Una ventina di anni dopo, in Spagna, le cose non andarono tanto meglio alla rivoluzione sociale. La sua anarchia durò solo una «breve estate», nonostante gli anarchici capeggiassero la più grande organizzazione sindacale del paese e potessero contare sui suoi milioni di iscritti.

Ed oggi, invece? Oggi, sono gli anarchici a dover andare in bicicletta se vogliono evitare di venire seguiti dalla polizia attraverso i rilevatori satellitari. Oggi, sono gli anarchici ad entrare nelle masse estranee se vogliono (illudersi di) contare. Ma non prima di aver messo una museruola alle loro aspirazioni più mordaci.
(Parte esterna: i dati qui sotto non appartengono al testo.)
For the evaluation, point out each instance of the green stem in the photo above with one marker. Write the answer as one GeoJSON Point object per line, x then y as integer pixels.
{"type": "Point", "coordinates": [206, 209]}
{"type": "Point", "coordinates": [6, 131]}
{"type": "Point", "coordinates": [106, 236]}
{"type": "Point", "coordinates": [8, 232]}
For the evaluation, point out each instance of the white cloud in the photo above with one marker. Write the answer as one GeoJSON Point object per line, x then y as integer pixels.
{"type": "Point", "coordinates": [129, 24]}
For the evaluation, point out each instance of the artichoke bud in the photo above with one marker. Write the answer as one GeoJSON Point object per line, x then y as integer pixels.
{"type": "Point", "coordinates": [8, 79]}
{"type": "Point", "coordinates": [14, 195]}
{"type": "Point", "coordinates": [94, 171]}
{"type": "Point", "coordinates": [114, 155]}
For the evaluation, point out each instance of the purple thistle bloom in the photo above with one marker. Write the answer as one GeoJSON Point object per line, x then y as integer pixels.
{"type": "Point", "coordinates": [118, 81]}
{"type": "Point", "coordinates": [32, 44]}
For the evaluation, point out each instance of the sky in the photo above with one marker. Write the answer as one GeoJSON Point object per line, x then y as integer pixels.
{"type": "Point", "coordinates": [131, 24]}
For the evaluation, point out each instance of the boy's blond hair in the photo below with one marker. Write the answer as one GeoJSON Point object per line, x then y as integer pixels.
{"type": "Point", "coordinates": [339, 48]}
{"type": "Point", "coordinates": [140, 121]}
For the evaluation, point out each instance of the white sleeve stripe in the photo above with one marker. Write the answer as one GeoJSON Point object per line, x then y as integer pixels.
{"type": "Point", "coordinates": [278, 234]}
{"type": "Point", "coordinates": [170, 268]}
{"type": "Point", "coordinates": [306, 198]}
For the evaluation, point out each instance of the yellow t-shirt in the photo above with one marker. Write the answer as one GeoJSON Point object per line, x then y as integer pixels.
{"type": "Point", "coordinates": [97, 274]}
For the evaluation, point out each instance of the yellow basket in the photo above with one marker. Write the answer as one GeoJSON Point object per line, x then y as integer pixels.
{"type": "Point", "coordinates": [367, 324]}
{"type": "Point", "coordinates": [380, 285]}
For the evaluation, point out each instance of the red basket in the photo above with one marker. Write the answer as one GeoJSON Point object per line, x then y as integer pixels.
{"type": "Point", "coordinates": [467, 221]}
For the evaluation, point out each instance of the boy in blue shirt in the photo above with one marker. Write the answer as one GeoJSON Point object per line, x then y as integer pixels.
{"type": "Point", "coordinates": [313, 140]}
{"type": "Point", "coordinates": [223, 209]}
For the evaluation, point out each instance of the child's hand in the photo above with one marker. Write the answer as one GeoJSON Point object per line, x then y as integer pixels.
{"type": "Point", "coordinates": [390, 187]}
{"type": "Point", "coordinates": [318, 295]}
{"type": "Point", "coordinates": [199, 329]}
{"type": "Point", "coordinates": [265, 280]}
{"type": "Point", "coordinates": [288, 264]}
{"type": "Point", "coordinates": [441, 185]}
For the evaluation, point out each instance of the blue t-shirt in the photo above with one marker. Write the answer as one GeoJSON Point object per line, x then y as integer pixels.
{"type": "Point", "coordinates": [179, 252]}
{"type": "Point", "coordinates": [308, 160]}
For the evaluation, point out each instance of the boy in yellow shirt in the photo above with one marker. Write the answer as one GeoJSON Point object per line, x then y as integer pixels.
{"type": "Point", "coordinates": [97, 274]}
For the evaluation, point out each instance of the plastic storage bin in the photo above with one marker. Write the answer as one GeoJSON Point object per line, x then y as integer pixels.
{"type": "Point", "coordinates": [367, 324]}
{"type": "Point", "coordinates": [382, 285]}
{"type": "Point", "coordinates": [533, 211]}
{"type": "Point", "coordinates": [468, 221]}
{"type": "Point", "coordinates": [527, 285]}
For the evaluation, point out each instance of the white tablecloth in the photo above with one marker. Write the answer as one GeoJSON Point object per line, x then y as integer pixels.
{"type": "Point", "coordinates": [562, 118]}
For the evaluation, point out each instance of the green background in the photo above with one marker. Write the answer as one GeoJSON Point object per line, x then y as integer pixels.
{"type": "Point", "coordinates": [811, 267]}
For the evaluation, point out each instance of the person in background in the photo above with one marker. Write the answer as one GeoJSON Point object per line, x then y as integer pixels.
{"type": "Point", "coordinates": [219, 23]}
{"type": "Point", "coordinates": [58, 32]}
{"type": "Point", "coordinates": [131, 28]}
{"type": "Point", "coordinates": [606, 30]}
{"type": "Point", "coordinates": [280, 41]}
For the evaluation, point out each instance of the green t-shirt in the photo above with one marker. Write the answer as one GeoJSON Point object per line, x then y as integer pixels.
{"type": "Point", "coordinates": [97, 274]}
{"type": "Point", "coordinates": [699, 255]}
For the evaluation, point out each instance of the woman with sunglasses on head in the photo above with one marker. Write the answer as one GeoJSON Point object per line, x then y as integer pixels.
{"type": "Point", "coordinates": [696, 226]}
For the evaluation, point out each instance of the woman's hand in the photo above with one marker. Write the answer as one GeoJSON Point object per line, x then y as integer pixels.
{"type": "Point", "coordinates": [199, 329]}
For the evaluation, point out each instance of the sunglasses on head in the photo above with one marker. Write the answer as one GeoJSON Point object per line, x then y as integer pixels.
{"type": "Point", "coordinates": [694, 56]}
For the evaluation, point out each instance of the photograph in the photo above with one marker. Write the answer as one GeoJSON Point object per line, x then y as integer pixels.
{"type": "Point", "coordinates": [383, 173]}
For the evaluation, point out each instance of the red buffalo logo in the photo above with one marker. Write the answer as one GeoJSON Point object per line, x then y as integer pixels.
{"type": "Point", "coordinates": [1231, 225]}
L’impressione più immediata che abbiamo è quella di essere stati messi fuori gioco. Di assistere a bordo campo a un gioco che, oltre a ripugnarci, ci è in ogni caso precluso. Politici che passano la palla ad imprenditori, i quali a loro volta la passano a banchieri, i quali a loro volta la passano a governanti, i quali a loro volta… i nostri nemici sembrano essere rimasti i soli in campo, non devono nemmeno affaticarsi troppo, possono limitarsi a far trascorrere il tempo, quasi senza intoppi. Trionfatori su tutti i piani — grazie anche a noi. Non a caso l’uomo considerato il più ricco del mondo gongola all’idea che ormai da decenni non sia più in discussione il cosa, tutt’al più il come.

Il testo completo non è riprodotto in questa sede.